Einkaufsgenossenschaft Südwestdeutscher Apotheker:

Online-Bestellwesen für schnelle Medikamente

06.02.1976

ASPERG - Bei der Einkaufsgenossenschaft Südwestdeutscher Apotheker EGWA in Asperg bei Stuttgart sind 30 Minuten nach Eingang eines Auftrags die bestellten Arzneimittel versandbereit. Bereits zwei bis drei Stunden später liefern die EGWA-Lkw die Arzneien beim Apotheker ab. Die ständige Lieferbereitschaft der Einkaufsgenossenschaft hat dazu beigetragen, daß ein Patient, der einer Apotheke im "Einzugsbereich" der EGWA ein Rezept vorlegt, das erforderliche Medikament noch am gleichen Tage bekommt, ganz gleich welches der 60 000 im Handel befindlichen Präparate vom Arzt verschrieben wurde.

EGWA-Geschäftsführer Gerd Flad ist auf die Leistung seiner Organisation stolz: "Ohne unser neues Online-Bestellsystem würde die Auftragsbearbeitung wesentlich länger dauern."

Diaprojektoren vor Ort

Die EGWA hat eine Online-Anwendung realisiert: Heute sind bereits 60 Prozent aller 500 Apotheken, die der Asperger Genossenschaft angeschlossen sind, per Wählleitung mit dem EGWA-Rechenzentrum verbunden. Dort ist als Zentralrechner eine IBM 370, Modell 125 mit 192 KB installiert; 22 Bildschirmgeräte IBM 3270 stehen lokal in der Abteilung Auftragsannahme (Foto rechts oben).

Vor Ort (in den Apotheken) sind sogenannte Kleinlochkarten-Leser von Siemens oder SEL im Einsatz, die Dia-Projektoren sehr ähnlich sind. Der Apotheker hat nichts weiter zu tun als die für jedes Medikament vorhandene Bestellkarte mit der siebenstelligen, bundeseinheitlichen Pharma-Zentralnummer in das Kartenmagazin des Lesers einzugeben. Alles Weitere erfolgt automatisch: Zu feststehenden Zeiten, die mit dem Apotheker vorher vereinbart wurden, ruft die EGWA im Polling-Verfahren die Bestellungen ab. Auf diese Weise werden pro Sekunde zwei Aufträge mit einer Transfer-Rate von 20 Baud überspielt.

System 7 schirmt die Zentrale ab

Auf der "Empfangsseite" gab es für Gerd Flad und seine DFÜ-Spezialisten "Engpaßprobleme" zulösen: Wenn nämlich mehr als zehn Bestellungen gleichzeitig ankamen, liefen - wie er berichtet - die "schnellen" 20-Baud-Wählleitungen "heiß". Der EGWA-Boß wußte einen Ausweg: Ein IBM System 7-Prozeßrechner übernimmt jetzt die Nachrichtenverwaltung und schirmt als Vorschaltrechner die 370 ab.

So sieht der chronologische Ablauf aus: Ist die letzte Bestellung per DFÜ eingegangen, werden sofort nach der Verfügbarkeitsprüfung am Bildschirm über den Drucker der 370-Anlage Lagerentnahmescheine gedruckt. Sie enthalten eine "sprechende" Lagerort-Nummer, aus der hervorgeht, wo ein Medikament liegt.

Das enthebt die Lagerarbeiter von der mühseligen Aufgabe, die teilweise recht schwierigen Arzneimittelnamen entziffern zu müssen.
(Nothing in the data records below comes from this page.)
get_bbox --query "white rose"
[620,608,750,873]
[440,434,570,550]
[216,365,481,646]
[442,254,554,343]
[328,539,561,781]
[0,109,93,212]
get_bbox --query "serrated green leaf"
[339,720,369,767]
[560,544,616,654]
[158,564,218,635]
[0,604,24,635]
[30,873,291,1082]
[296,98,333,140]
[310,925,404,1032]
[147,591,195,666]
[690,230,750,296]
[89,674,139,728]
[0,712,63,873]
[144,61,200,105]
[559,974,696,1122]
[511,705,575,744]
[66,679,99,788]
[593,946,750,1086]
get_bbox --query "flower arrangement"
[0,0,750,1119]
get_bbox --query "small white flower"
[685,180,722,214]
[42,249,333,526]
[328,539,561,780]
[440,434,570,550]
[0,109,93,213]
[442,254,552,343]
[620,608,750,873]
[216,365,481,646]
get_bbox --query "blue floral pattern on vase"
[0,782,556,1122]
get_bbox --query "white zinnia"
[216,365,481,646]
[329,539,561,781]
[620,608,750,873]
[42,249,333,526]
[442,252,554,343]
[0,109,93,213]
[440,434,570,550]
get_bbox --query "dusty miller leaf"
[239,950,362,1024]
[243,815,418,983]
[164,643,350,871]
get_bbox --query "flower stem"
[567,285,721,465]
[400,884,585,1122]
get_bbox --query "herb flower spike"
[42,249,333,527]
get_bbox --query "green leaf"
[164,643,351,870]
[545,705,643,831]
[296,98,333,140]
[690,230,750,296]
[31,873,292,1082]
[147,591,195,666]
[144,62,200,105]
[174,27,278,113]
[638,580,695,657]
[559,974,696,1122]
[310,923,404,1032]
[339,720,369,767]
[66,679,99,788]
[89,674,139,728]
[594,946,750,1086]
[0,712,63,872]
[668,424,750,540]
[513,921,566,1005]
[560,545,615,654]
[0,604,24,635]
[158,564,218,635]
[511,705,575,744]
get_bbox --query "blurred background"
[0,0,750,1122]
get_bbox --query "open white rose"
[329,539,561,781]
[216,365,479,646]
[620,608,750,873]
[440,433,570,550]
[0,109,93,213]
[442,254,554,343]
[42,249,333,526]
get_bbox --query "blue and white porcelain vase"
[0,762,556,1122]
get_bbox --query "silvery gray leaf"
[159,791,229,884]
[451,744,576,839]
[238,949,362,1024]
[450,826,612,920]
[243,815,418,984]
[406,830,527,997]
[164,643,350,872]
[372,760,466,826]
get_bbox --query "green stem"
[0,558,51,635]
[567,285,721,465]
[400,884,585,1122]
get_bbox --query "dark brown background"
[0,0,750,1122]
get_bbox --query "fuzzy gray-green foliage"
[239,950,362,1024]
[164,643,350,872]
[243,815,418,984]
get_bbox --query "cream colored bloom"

Nachdem ein Auftrag das Lager durchlaufen hat und die Sendung zusammengestellt ist, geht der Entnahmebeleg mit den handschriftlichen Eintragungen über das, was tatsächlich zur Auslieferung gelangt, an den Bildschirmplatz zurück. Dort wird die Fakturierung des Auftrags durch Eingabe der Bestell-Nummer veranlaßt. Dadurch wird sichergestellt, daß gelieferte und berechnete Menge übereinstimmen. Das Drucken der Rechnung dauert dann maximal eine Minute - sie kann der Ware bei Auslieferung beigefügt werden.
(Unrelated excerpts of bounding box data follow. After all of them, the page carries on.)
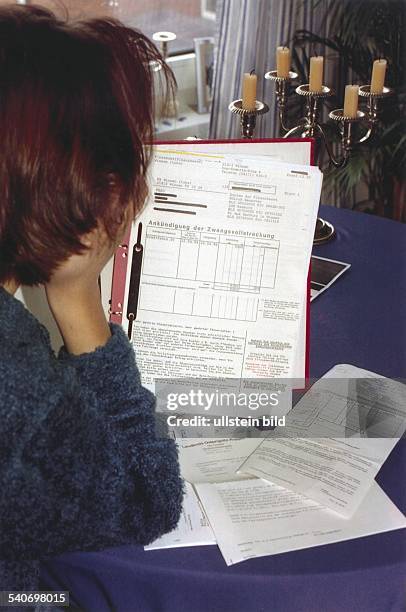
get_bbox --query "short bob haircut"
[0,5,175,285]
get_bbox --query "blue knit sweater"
[0,287,182,590]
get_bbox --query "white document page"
[123,150,321,385]
[196,480,406,565]
[179,438,260,484]
[159,140,312,387]
[239,365,406,517]
[144,482,216,550]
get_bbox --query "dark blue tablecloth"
[42,207,406,612]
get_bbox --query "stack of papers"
[147,365,406,565]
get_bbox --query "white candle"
[371,60,387,93]
[242,72,257,110]
[276,47,290,78]
[309,55,324,92]
[343,85,359,119]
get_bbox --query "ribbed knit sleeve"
[0,324,183,560]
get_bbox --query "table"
[42,206,406,612]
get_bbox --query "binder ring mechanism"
[108,244,128,317]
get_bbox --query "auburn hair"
[0,5,175,285]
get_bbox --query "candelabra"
[228,70,393,244]
[228,100,269,138]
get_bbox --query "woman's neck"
[0,280,20,295]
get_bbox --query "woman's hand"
[45,228,116,355]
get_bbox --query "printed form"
[123,149,322,385]
[238,364,406,518]
[195,479,406,565]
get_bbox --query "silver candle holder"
[265,70,393,244]
[228,100,269,138]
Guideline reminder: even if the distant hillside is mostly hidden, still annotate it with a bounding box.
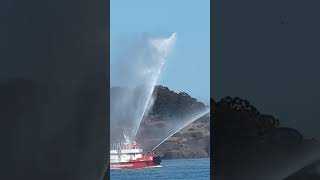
[110,85,210,158]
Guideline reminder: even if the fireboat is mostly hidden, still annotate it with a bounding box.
[110,133,161,169]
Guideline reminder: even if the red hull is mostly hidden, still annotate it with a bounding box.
[110,156,161,169]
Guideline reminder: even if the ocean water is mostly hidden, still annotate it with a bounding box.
[110,158,210,180]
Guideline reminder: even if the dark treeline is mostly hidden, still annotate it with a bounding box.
[211,97,320,180]
[110,85,206,123]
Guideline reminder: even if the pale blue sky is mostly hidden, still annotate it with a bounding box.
[110,0,210,103]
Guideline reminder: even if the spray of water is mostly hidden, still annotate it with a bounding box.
[110,33,176,138]
[152,109,210,150]
[138,106,210,150]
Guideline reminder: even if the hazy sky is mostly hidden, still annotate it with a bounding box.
[110,0,210,103]
[211,0,320,139]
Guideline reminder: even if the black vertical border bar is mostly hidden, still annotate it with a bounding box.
[104,0,111,180]
[102,0,111,180]
[210,0,218,179]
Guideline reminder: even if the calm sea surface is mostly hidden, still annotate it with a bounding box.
[110,159,210,180]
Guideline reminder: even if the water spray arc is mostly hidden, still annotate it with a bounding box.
[111,33,176,139]
[134,33,176,137]
[152,108,210,150]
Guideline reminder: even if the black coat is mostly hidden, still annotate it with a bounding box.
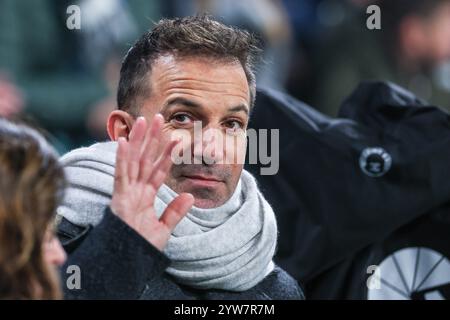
[58,208,303,300]
[247,82,450,299]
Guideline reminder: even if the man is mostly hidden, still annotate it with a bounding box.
[58,16,303,299]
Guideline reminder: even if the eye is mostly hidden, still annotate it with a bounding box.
[170,113,192,125]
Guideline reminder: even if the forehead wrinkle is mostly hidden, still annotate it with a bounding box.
[166,87,248,102]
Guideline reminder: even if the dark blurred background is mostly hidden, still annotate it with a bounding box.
[0,0,450,153]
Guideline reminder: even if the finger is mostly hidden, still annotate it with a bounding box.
[149,140,180,190]
[159,193,195,232]
[139,114,163,181]
[114,137,129,192]
[128,117,147,182]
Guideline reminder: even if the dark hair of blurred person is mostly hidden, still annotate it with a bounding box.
[0,118,65,299]
[307,0,450,116]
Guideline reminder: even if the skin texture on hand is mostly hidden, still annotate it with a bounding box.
[111,114,194,251]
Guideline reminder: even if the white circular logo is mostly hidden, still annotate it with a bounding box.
[367,247,450,300]
[359,148,392,178]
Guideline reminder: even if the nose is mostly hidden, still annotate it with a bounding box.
[44,237,66,267]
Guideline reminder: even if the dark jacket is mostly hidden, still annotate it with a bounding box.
[246,82,450,299]
[58,208,304,300]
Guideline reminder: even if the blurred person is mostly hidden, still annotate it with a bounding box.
[174,0,293,90]
[310,0,450,116]
[0,0,159,152]
[58,16,303,300]
[0,74,24,117]
[0,118,66,299]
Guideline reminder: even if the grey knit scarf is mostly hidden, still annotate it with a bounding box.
[58,142,277,291]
Die Kartenschaufelei ist vorbei

Der "Rest" ist Sache eines ausgeklügelten Tourenplans: Vor Asperg aus werden täglich 70 verschiedene Touren gefahren, die sternförmig das gesamte Liefergebiet abdecken, das sich in etwa mit den Grenzen von Baden-Württemberg deckt.

Bis vor kurzem wurde das Bestell- und Lieferwesen per Lochkarte abgewickelt. Bei 2000 Aufträgen täglich gab das - so Flad - "eine ganz schöne Kartenschaufelei". Von dem "Online-Effekt" ist er selbst angenehm überrascht: "Wir sind heute wesentlich schneller - obwohl wir mit weniger Personal auskommen."